Lucha a muerte contra un pino Monterrey
En realidad, el autor, torpe dueño de dos sierras mecánicas, estuvo a punto de sufrir un destino peor que la muerte en su enfrentamiento contra el salvaje árbol caído
El destino ha querido que me regalaran por mi cumpleaños otra motosierra –ya tengo dos, igual que Javier Bardem en Huevos de oro llevaba dos Rolex– coincidiendo con la caída de un gran árbol en mi casa de las montañas. Es una segunda residencia tipo cabaña de Hemingway en la que espero escribir un día la gran novela americana, si se deja.
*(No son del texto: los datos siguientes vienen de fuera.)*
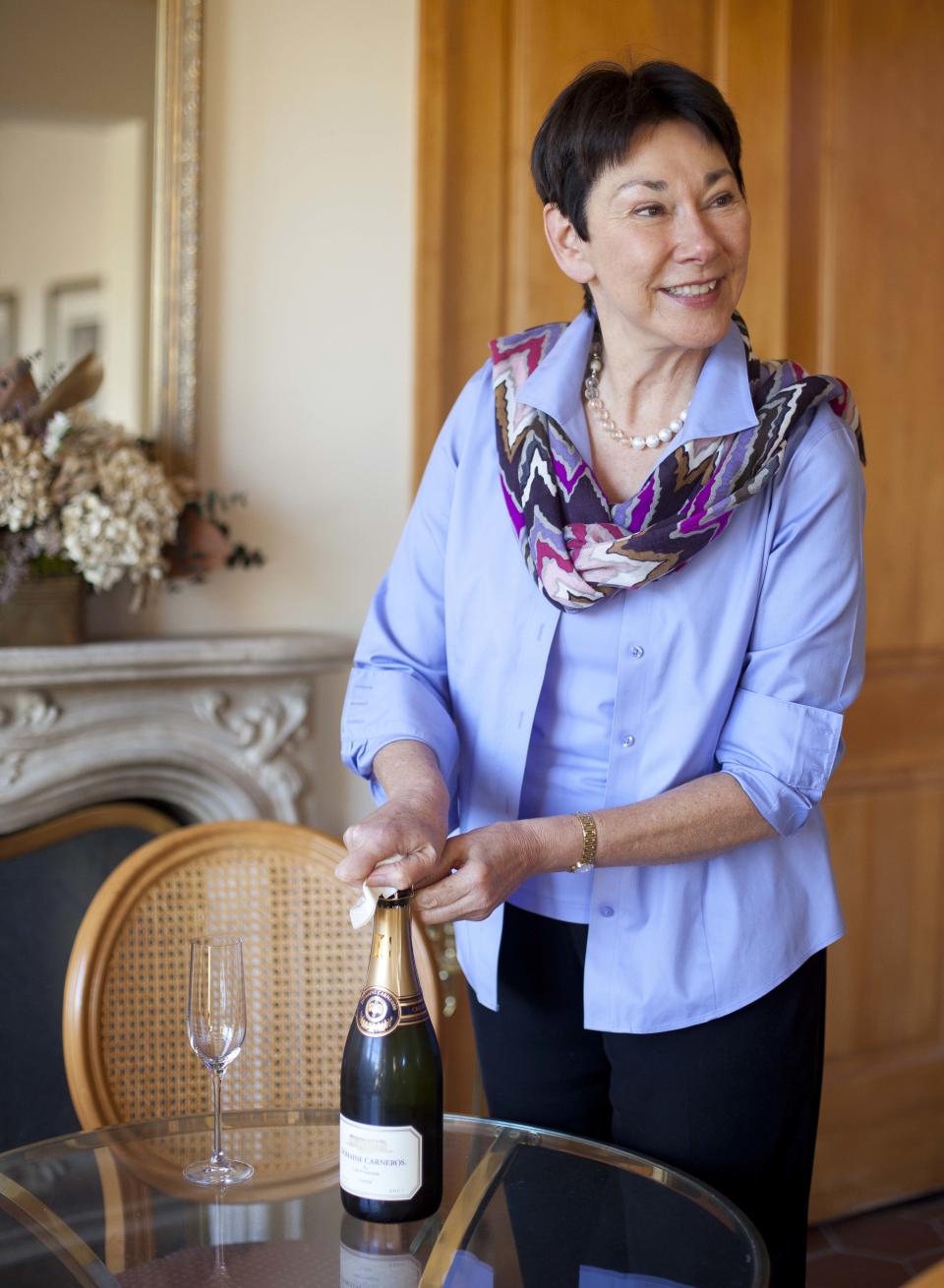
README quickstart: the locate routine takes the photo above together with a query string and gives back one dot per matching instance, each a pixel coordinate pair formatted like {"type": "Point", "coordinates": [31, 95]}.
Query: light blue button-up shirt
{"type": "Point", "coordinates": [743, 661]}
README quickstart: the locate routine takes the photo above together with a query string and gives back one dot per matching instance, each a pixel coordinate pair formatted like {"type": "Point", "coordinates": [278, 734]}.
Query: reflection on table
{"type": "Point", "coordinates": [520, 1207]}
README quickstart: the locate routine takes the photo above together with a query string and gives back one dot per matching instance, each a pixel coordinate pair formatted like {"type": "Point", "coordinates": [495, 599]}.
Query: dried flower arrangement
{"type": "Point", "coordinates": [82, 495]}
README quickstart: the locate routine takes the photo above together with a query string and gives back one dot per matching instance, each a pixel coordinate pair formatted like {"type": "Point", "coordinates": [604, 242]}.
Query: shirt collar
{"type": "Point", "coordinates": [720, 404]}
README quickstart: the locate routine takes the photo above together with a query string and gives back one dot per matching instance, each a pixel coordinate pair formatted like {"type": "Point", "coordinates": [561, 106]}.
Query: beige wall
{"type": "Point", "coordinates": [307, 320]}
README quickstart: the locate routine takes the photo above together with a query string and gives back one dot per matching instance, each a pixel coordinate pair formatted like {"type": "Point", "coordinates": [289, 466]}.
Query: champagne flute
{"type": "Point", "coordinates": [216, 1028]}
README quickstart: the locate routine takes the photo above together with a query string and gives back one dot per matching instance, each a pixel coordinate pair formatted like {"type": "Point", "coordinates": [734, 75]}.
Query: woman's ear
{"type": "Point", "coordinates": [566, 246]}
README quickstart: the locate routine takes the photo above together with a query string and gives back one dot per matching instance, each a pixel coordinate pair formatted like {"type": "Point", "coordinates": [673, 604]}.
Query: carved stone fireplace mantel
{"type": "Point", "coordinates": [212, 727]}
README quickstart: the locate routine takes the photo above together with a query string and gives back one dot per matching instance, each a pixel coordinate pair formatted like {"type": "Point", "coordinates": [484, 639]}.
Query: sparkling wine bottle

El árbol, un pino de Monterrey alto y perverso, se desplomó en un episodio de viento huracanado, aplastando todo a su paso. La copa quedó sobre el camino del jardín, bloqueando el paso. Parecía que el bosque entero de Birnam hubiera avanzado confundiendo mi casa con la de Macbeth. Estuve unos días mirando el estropicio de lado, con la absurda pretensión de que el asunto se solucionase solo. Pero hubo que ponerse manos a la obra, no podía seguir dando un rodeo para entrar en casa. Toda aventura empieza por vestirse adecuadamente: desempolvé la camisa de cuadros, las botas Timberland, la gorra con orejeras, los guantes de trabajo, y salí a dar la batalla, todo resolución y virilidad, y sin afeitar.
Toda aventura empieza por vestirse adecuadamente: desempolvé la camisa de cuadros, las botas Timberland, la gorra con orejeras, los guantes de trabajo, y salí a dar la batalla, todo resolución y virilidad, y sin afeitar
Como decía, soy el inesperado poseedor de dos motosierras. La primera, una Talón Chain Saw AC 3102 de 55cc, es una bestia que duerme en el suelo de la leñera con aire de cepo de castores ahíto. Solo la uso para impresionar a las visitas. La nueva es una más manejable Oregon Pro-Am.325”. Imbuido de la mística de la sierra mecánica (imágenes de Burt Reynolds y filmes de enmascarados persiguiendo adolescentes), empecé a abrirme paso en el árbol caído. El trasto, atronador, cortaba las ramas como mantequilla, pero al acometer el inmenso tronco titubeó. Se encallaba en la madera y daba peligrosos tirones, buscándome la yugular. Yo sudaba y temblaba, pero me encontraba en ese estado febril masculino que consiste en una borrachera de poder y testosterona. Entonces, con un silbido estremecedor de serpiente de acero, saltó la cadena. La motosierra siguió aullando desdentada mientras veía retorcerse la serpentina letal fuera de la guía. Pasé horas tratando de recolocarla y de discernir el funcionamiento del sistema de tensado. Hasta que acabé cambiando la motosierra por la siempre fiel hacha.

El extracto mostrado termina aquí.